We finally had a match-up nightmare on the boundary.
And then the 2016 season happened.
Held out of the Week 1 contest at Seattle for a lingering preseason hamstring issue, one can argue that the hamstring injury affected performance through parts, if not the majority, of the season, although Seattle is the only game he missed. The Miami Dolphins, at times, were not shy to attribute his underwhelming 2016 season to his health:
Clyde Christensen in an interview about 3 months ago:
“I don’t think he’s been healthy,” Christensen said. “I don’t think he’s been 100 percent. There’s something about just not feeling great. It’s hard to play that position when you’re not feeling great.”
But juxtapose this type of comment with what we saw earlier in the year:
Reports surfaced at the end of August about Adam Gase’s frustration with DeVante Parker regarding a relative immaturity of taking care of himself physically. Matthew Cannata, host of Phinsider Radio along with co-hosts Josh Houtz and some other douche, had mentioned that the Miami Dolphins, internally, were expecting more from the 2nd year WR in terms of growth and professionalism. Eating habits being among the concerns.
DeVante Parker had 1 more TD in 2016 than his 6-game stretch in 2015. He’d finish the 2016 regular season with 56 yards, 744 yards, and 3 TD’s. But let’s get beyond the relative baselessness of box scores. Let’s look at targets - most of us play fantasy football, and we know the importance of targets: it means opportunity.
DeVante Parker was targeted more than 4 times in 8 of 15 games. By contrast, Kenny Stills received more than 4 targets in 6 of the final 7 games of the NFL season, noteworthy because it’s when the Dolphins had entered the Playoff picture. Parker had 4 games to Stills’ 6 in the final 7 game stretch. When it mattered most, DeVante Parker was the 3rd most targeted Dolphins WR.
I don’t mean to sound doom-and-gloom about Parker, because I’m not. I just want to be fair in my criticism. We became more focused on the run, so of course that’ll affect WR targets, so I’m perhaps overstating my concern. Inconsistency and health have been the thorn in Parker’s development to this point, but he still earned an admirable ranking of 26th per PFF, 27 spots ahead of Kenny Stills.
I can think of at least two other-worldly catches by DeVante Parker in the San Francisco game alone that were negated by penalty. Box scores lie. Or rather, they don’t give the full context of a player’s value. I saw the fluky play firsthand in Baltimore that had a TD catch literally snatched from his abdomen.

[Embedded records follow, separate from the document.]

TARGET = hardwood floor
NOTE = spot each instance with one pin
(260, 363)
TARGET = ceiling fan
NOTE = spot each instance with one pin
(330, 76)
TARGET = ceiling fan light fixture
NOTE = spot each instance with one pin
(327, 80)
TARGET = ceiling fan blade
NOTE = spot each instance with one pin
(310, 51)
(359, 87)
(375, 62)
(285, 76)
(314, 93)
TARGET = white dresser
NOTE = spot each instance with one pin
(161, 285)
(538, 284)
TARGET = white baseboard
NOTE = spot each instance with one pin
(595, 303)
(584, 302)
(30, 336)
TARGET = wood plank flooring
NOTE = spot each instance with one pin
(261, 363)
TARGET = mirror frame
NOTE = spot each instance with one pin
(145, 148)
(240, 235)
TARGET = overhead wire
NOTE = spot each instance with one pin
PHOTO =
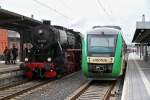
(54, 10)
(103, 8)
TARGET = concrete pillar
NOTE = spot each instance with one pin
(146, 54)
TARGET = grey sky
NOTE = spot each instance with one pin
(83, 14)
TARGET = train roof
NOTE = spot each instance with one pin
(104, 30)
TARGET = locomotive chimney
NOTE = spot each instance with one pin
(47, 22)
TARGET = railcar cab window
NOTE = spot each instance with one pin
(101, 44)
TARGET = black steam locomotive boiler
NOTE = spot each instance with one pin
(54, 51)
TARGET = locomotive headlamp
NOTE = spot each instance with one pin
(26, 59)
(49, 59)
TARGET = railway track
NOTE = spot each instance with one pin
(15, 90)
(93, 90)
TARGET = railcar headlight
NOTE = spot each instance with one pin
(40, 31)
(26, 59)
(49, 59)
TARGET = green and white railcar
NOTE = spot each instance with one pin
(103, 53)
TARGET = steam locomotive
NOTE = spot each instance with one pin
(54, 51)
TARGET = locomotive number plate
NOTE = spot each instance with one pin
(100, 60)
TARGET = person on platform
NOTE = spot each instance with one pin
(7, 55)
(14, 52)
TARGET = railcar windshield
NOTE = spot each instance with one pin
(101, 43)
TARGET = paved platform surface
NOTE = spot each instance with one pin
(137, 79)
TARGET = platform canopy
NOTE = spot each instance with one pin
(13, 21)
(142, 33)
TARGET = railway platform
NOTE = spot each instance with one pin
(137, 79)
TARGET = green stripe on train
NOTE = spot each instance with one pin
(118, 59)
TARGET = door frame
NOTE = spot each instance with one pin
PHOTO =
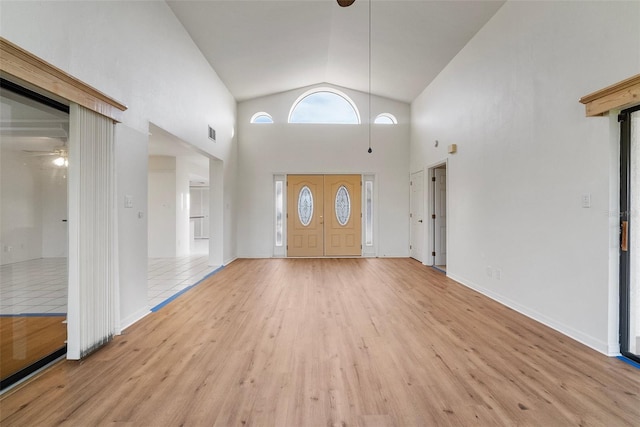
(411, 213)
(365, 251)
(625, 256)
(431, 209)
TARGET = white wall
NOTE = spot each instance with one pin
(162, 207)
(526, 155)
(55, 231)
(131, 162)
(265, 150)
(20, 208)
(138, 53)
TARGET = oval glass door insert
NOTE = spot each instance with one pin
(343, 205)
(305, 206)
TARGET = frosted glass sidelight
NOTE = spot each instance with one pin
(279, 213)
(368, 217)
(305, 206)
(343, 205)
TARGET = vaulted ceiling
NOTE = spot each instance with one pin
(263, 47)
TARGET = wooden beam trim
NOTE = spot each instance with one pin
(618, 96)
(19, 63)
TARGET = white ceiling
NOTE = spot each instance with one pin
(262, 47)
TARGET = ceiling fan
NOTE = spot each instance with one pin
(61, 155)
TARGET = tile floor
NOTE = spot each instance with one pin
(40, 286)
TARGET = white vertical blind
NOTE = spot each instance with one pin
(93, 269)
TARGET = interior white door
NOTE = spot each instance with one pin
(440, 209)
(417, 215)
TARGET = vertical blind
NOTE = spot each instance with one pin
(93, 309)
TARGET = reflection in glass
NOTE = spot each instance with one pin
(279, 213)
(33, 231)
(634, 237)
(305, 206)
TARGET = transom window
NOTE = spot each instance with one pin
(327, 106)
(261, 117)
(386, 119)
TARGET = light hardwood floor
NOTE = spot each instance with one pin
(26, 339)
(346, 342)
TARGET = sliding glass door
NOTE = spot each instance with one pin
(33, 231)
(630, 233)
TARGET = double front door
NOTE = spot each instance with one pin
(324, 215)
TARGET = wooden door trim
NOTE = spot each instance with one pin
(621, 95)
(30, 69)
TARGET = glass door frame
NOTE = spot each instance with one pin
(625, 220)
(10, 380)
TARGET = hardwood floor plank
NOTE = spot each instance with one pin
(345, 342)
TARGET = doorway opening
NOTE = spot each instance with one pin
(438, 216)
(34, 280)
(179, 197)
(416, 216)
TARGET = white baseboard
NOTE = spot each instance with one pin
(130, 320)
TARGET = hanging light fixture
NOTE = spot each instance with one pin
(370, 150)
(62, 160)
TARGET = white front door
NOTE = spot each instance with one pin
(440, 209)
(417, 215)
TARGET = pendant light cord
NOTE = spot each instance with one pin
(370, 150)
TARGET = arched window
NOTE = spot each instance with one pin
(326, 106)
(261, 117)
(386, 119)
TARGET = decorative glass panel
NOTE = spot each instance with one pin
(343, 205)
(326, 107)
(305, 206)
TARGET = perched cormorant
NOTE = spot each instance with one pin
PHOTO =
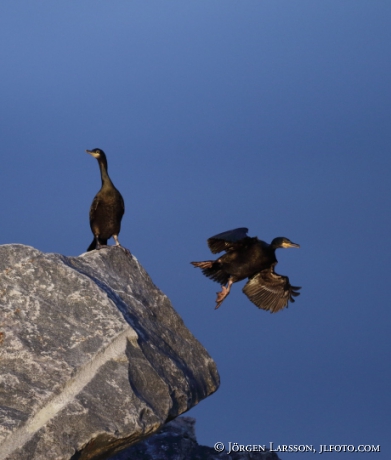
(247, 257)
(107, 208)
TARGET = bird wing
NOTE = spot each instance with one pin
(270, 291)
(227, 240)
(214, 271)
(122, 204)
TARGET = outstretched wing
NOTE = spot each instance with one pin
(270, 291)
(227, 240)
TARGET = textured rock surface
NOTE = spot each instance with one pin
(177, 441)
(92, 355)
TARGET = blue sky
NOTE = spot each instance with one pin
(273, 115)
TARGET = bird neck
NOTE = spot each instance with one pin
(103, 173)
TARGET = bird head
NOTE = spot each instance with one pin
(282, 242)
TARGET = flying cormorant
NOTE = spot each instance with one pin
(107, 208)
(247, 257)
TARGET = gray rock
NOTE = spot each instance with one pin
(93, 357)
(177, 441)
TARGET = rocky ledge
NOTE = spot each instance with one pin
(93, 357)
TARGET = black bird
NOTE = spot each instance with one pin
(247, 257)
(107, 208)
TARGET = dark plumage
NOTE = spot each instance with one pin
(251, 258)
(107, 208)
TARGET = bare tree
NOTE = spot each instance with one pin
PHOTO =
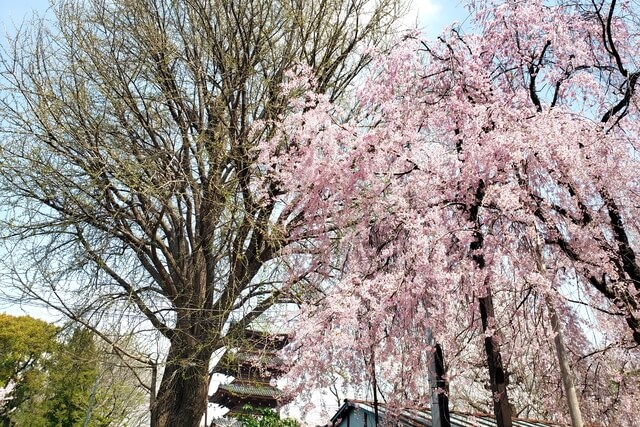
(129, 173)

I have not seen the All-22 of any game, so from my armchair perspective, it could very well be the case of defenses adjusting coverage to Parker and opening up opportunities for others. All I can say is that I expected more in 2016, and big time players force themselves into the flow of the game.
My trousers bulged a bit when we drafted DeVante Parker, as I saw the big play potential (he was my favorite WR in the 2015 Draft, even more than Kevin White, and I follow WVU college football), and he’s shown plenty of glimpses of that in a Dolphins uniform. In the all-too-pivotal 3rd year, does DeVante Parker take no prisoners, or will we be discussing consistency issues a year from now?
There may be no bigger boom-or-bust candidate on the Miami Dolphins roster than DeVante Parker.